The Rand Corporation will utilize its FY 2010 Second Chance Act award funds in the amount of $2,463,635 to complete an evaluation of the educational methods for incarcerated adults and juveniles as well as to provide and widely disseminate research-based guidance to improve programming and outcomes. The Rand Corporation proposes a multi-stage study that involves six main tasks. These tasks will be overseen by a Steering Committee of nationally recognized Correctional Educational (CE)leaders.
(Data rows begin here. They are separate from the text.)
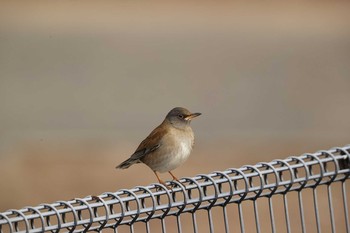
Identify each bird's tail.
[116,158,140,169]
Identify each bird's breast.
[145,127,194,172]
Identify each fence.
[0,145,350,233]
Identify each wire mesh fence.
[0,145,350,233]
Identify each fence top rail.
[0,145,350,233]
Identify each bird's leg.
[168,171,180,182]
[153,171,171,189]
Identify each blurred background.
[0,0,350,216]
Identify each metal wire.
[0,145,350,233]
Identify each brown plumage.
[117,107,201,185]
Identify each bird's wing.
[130,125,166,160]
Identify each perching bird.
[116,107,201,186]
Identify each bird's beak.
[185,112,202,121]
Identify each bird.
[116,107,201,187]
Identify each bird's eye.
[177,114,184,119]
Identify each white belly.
[154,137,193,173]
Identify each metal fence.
[0,145,350,233]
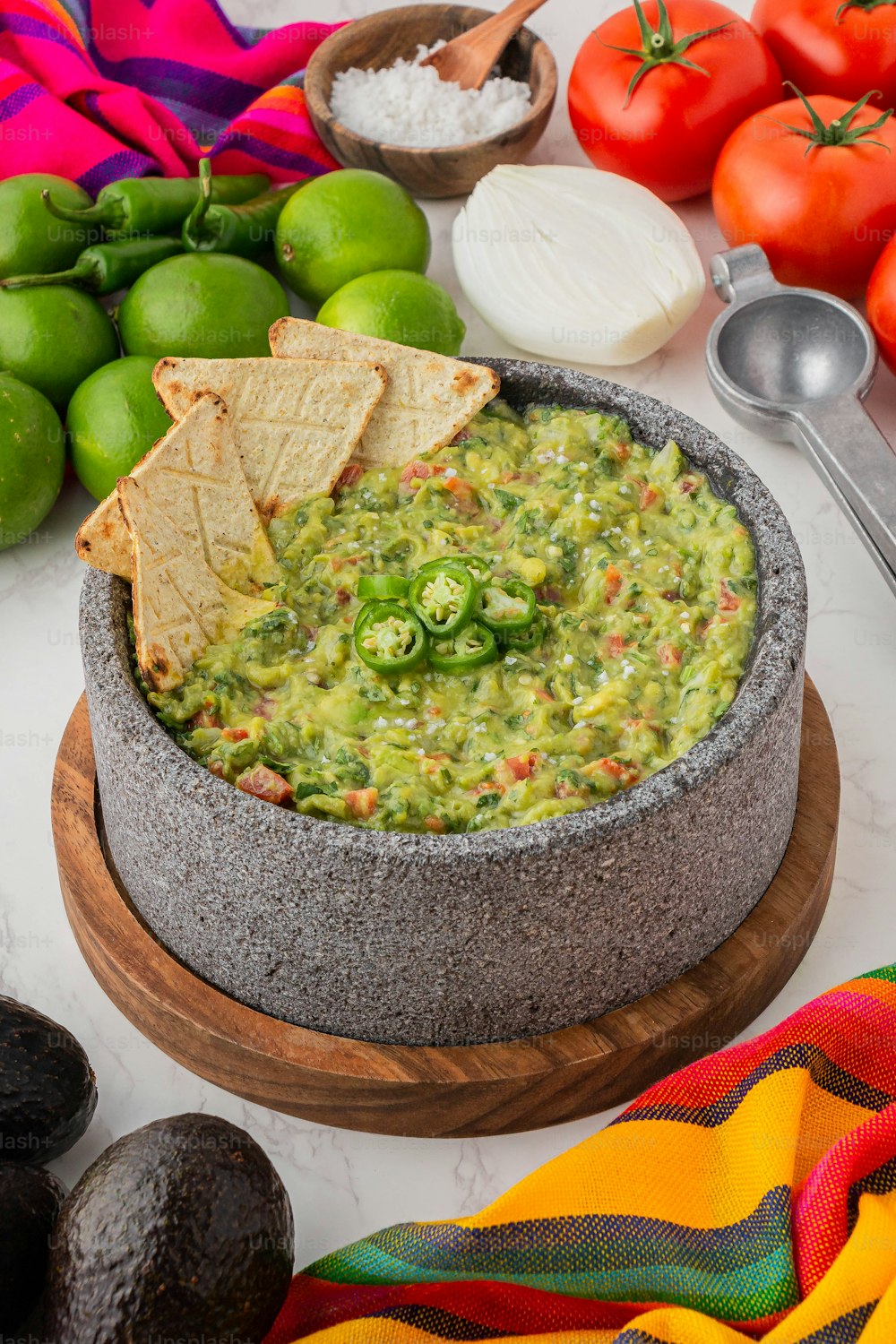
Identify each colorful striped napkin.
[266,967,896,1344]
[0,0,339,195]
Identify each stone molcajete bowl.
[81,360,806,1046]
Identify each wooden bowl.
[305,4,557,196]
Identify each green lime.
[67,355,172,500]
[317,271,466,355]
[118,254,289,359]
[0,172,99,280]
[0,285,118,411]
[274,168,430,306]
[0,374,65,551]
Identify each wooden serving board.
[52,680,840,1137]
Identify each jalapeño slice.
[476,580,536,634]
[355,602,430,676]
[409,561,479,637]
[358,574,411,601]
[430,623,498,674]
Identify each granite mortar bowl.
[81,360,806,1046]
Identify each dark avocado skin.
[47,1115,294,1344]
[0,995,97,1166]
[0,1163,65,1338]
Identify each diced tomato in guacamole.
[149,401,756,838]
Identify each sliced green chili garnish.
[409,561,479,636]
[430,623,498,674]
[477,580,536,634]
[355,602,430,676]
[358,574,411,601]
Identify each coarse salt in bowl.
[331,40,532,150]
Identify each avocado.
[47,1115,294,1344]
[0,995,97,1166]
[0,1163,65,1332]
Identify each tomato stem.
[600,0,732,108]
[769,80,893,153]
[834,0,893,23]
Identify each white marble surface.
[0,0,896,1263]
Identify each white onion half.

Specifically, Rand will 1)conduct an expansive search of current CE programs through web-based surveys, telephone interviews, and focus groups of CE practioners, state CE directors for both adults and juveniles, and CE directors for jails and Federal prisons; 2)conduct a systematic literature search by using online databases and by contacting researchers for unpublished research studies; 3)bring together teams of subject-matter experts (SMEs)to conduct a literature review and systematic review of CE programs using the Department of Education's "What Works Clearinghouse" mehtodology to rate current program effectiveness in four domains: academics, vocational training, re-entry/life skills, and juvenile CE; 4) conduct meta-analyses of CE programs to identify programs and program components associated with positive outcomes; 5) collaborate with a working group of state CE directors to develop a Promising Practices in Correctional Education Clearinghouse website to provide information and research-based recommendations to practitioners, policymakers, and other decisionmakers; and 6)visit CE programs identifed as effective and innovative to supplement the analyses and gain a more in-depth understanding of best/promising practices, and how they could be replicated with diverse populations and taken to scale.